Indrani Mukerjea Enterprise Takes Chitrangada and Nayika Bhoomika to the National Stage at PVLF in New Delhi

Indrani Mukerjea (R) and Aakriti Sharma (L) at PVLF in New Delhi
New Delhi [India], January 19: Indrani Mukerjea Enterprise brought both of its recent dance dramas — Chitrangada – Ek Sashakt Nari and Nayika Bhoomika — to the Pragati Vichar Literature Festival (PVLF) this weekend, performing at the LTG (Little Theatre Group) auditorium in New Delhi on Jan 17 and Jan 18, respectively. The two evenings, presented as part of PVLF and Frontlist Media’s festival programme, drew a strong audience response and helped widen the national footprint of Indrani Mukerjea Enterprise (IME).
Both plays are choreographed and directed by Madhumita Chakraborty and Tony Chakraborty; music composed and directed by Santanu Bhattacharya; key performances by Indrani Mukerjea, Manini De, Madhumita Chakraborty, Aakriti Sharma, Subrat Panda, Nilesh Khandalkar, Sunil Bhuvad, Neil Munj, Srijita Mandal, and an ensemble of dancers from Nritya Vishakha.
Presenting two distinct but thematically linked works at one national festival underlined IME’s growing repertory ambitions. Chitrangada, which is Mukerjea’s recent reinterpretation of Tagore’s warrior princess, returned to the stage with a tighter dramatic economy, while Nayika Bhoomika, the larger dance-theatre evening that braids four Tagore texts (Chokher Bali, Chandalika, Kabuliwala and Maan Bhanjon), was staged the following evening and again met with sustained attention. Both productions were staged to packed and engaged audiences at PVLF, signalling a confident national reception for IME’s work.
At the centre of both nights was Mukerjea, whose performance arc, from last year’s Chitrangada to this weekend’s dual run, is striking. The success of both shows also reinforces IME’s trajectory from a single-production house into a company cultivating repeatable, national-scale work.

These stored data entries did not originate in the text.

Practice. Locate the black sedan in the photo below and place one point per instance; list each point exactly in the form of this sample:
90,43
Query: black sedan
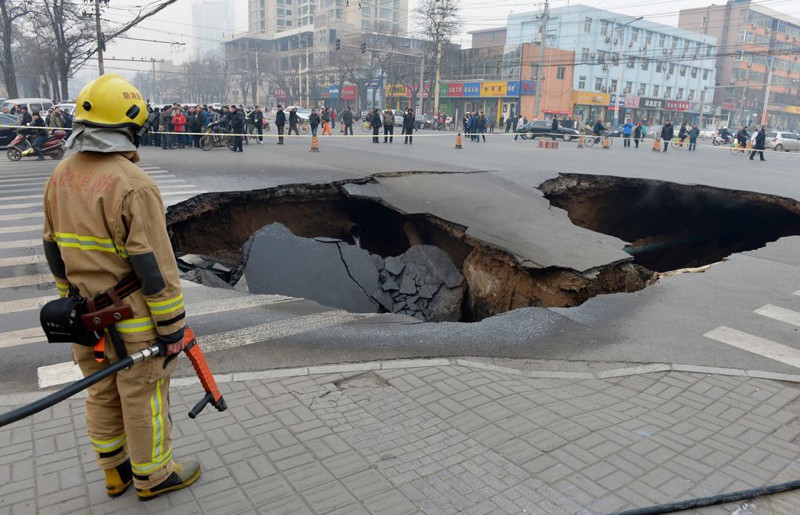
542,128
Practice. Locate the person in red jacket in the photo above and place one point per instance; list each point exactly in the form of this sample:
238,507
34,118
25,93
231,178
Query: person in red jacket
178,124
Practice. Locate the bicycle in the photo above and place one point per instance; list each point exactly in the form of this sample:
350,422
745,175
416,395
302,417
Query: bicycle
592,140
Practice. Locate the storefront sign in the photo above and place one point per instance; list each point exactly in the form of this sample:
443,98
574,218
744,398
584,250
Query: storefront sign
651,103
349,92
472,89
590,98
676,105
527,87
493,89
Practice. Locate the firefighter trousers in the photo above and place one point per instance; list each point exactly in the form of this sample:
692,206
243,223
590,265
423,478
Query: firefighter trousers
127,414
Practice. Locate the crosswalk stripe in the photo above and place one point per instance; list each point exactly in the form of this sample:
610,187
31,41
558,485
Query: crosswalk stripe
20,206
67,372
19,305
19,244
23,216
780,314
27,280
23,260
756,345
20,228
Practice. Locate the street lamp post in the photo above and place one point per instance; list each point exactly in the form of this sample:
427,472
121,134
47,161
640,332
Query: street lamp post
620,44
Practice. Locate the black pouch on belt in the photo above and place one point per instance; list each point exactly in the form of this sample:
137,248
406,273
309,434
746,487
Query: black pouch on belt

“Taking Chitrangada and Nayika Bhoomika to PVLF felt like the right next step for us, not because we wanted a bigger stage, but because these works ask for a different kind of listening. Seeing two nights of attentive audiences, thoughtful questions and real engagement made the whole company feel seen. This is what theatre should do: travel a little, listen a lot, and leave people with something that keeps working on them,” said Mukerjea.

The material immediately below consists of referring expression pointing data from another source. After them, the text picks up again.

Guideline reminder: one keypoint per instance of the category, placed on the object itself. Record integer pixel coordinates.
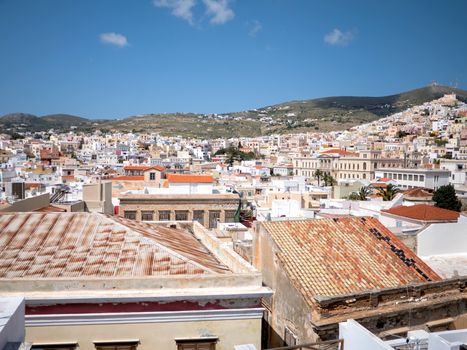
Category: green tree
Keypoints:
(389, 192)
(234, 154)
(318, 174)
(328, 180)
(445, 197)
(362, 194)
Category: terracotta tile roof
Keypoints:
(338, 151)
(418, 192)
(128, 178)
(384, 179)
(330, 257)
(94, 245)
(423, 212)
(51, 208)
(143, 167)
(181, 178)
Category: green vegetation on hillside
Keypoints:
(322, 114)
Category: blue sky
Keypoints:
(115, 58)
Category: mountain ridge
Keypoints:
(319, 114)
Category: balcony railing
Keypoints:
(325, 345)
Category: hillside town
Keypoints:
(354, 238)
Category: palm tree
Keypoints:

IME’s ensemble strength was also on view. Subrat Panda once again provided the kind of steady, detail-oriented work that anchors larger productions; his presence made several of the subtler emotional turns feel earned. Manini De’s Sutradhar work (noted for impeccable timing and lip-sync control) and Aakriti Sharma’s focused contributions in Nayika Bhoomika were singled out in audience feedback: Sharma’s moments of clarity and grounded demeanour helped preserve narrative focus when movement risked abstraction. The collective performances reinforced the sense that IME is building a dependable company around its producer-performer core.
PVLF, curated by Frontlist Media, is known for staging literary discussion alongside cultural performances and author events; this year’s edition brought together publishing voices, debut authors and performance work, making it an appropriate platform to present Tagore-derived theatre to a national audience. The festival’s programming intent, to blend books, ideas and cultural moments, amplified the reach of both plays and introduced IME’s work to new audiences and critics.
“We were delighted to host Indrani Mukerjea Enterprise at PVLF this year,” said Kapil Gupta, Director and Founder of PVLF, Frontlist Media, and Solh Wellness. “Presenting performance alongside the written word is central to PVLF’s mission, and these two evenings brought Tagore into fresh conversation with contemporary audiences. Such work, which is careful, ambitious, and rooted in literary imagination, is exactly what our festival aims to showcase.”
What does this signal for IME
Two nights at a national festival, each presenting a different approach to Tagore’s work, suggest that IME is no longer a city-bound project. The company’s willingness to rework its earlier productions, to invest in a stable ensemble, and to place literary theatre in public conversation points to a clear plan: building a repertory that can tour, engage diverse audiences and sustain critical attention.
The PVLF run is an early but meaningful marker that IME’s national ambitions are viable.